Products that need embedded scheduling: Cal.com Atoms (React components) let you embed scheduling directly into your application. This is the right choice for any SaaS product that needs scheduling as a feature rather than a standalone link.
Cost-sensitive teams at any scale: At 20+ users, the cost difference between Calendly Teams ($16/user/month = $3,840/year for 20 users) and Cal.com self-hosted ($150-200/year in hosting) is significant enough to warrant the technical investment.
Privacy and data sovereignty: Self-hosted means your scheduling data stays on your infrastructure. For organizations with data residency requirements or privacy-first cultures, this matters.
Calendly remains a defensible choice for enterprise teams where the Salesforce integration and routing form polish outweigh the cost.

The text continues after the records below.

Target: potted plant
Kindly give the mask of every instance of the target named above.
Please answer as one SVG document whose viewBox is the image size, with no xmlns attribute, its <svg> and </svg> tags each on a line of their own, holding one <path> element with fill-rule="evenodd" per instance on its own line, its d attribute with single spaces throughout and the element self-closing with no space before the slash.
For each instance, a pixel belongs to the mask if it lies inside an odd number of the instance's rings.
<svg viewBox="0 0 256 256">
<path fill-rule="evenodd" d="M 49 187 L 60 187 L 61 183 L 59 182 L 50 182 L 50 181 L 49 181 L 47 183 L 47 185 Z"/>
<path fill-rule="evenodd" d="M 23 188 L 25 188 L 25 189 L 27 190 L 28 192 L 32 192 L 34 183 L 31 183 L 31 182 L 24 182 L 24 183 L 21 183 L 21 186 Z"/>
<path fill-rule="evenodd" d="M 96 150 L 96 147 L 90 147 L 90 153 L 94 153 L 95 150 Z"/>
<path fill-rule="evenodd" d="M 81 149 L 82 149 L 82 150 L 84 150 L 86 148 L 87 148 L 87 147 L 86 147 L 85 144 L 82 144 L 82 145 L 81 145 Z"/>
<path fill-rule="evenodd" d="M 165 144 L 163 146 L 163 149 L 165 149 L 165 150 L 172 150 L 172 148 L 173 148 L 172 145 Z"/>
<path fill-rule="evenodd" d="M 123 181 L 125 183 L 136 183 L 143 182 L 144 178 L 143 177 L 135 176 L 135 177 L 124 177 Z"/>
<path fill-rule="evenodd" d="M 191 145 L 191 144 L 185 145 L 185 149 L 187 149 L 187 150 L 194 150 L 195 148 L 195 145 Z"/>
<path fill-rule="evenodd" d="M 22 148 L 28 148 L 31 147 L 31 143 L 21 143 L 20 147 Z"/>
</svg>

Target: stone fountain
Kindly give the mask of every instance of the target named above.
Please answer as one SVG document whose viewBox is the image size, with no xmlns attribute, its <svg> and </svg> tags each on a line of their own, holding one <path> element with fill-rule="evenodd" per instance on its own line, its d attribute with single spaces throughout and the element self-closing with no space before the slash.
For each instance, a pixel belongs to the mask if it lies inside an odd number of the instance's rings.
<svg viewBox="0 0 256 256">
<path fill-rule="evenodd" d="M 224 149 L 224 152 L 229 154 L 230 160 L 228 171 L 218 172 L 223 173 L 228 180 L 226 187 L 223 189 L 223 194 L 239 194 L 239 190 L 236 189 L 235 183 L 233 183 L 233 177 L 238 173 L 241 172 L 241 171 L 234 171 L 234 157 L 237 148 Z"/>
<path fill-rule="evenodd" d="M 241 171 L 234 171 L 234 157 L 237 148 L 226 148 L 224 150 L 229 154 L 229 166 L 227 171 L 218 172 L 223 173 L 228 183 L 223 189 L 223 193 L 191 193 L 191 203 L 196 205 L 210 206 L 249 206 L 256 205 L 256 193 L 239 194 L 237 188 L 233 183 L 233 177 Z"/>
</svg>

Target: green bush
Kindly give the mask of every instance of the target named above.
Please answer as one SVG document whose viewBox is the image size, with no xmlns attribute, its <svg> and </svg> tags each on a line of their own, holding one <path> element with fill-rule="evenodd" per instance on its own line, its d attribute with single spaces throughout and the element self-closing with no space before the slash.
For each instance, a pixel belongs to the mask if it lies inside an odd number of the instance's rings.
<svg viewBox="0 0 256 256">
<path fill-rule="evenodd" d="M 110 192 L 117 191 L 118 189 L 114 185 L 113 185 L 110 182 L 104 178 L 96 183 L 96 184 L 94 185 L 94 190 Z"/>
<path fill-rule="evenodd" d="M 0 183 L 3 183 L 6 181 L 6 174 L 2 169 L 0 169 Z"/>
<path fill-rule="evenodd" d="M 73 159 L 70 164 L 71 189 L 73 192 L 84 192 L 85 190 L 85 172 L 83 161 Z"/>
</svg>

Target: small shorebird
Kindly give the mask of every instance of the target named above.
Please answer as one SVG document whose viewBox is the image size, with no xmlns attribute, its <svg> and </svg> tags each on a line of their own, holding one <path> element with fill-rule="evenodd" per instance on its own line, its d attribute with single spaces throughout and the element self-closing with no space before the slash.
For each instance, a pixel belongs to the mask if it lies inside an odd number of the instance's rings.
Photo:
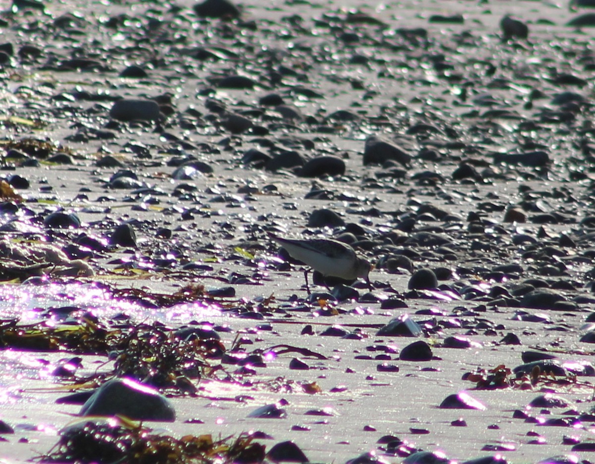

SavvyCal is the right choice when the recipient experience matters more than enterprise integrations. Cal.com is the right choice when you have the technical capacity to self-host and the cost savings or data control justify it.
The $16/user/month question answers itself once you run the numbers against your team size and compare the feature list to what Cal.com self-hosted delivers for free.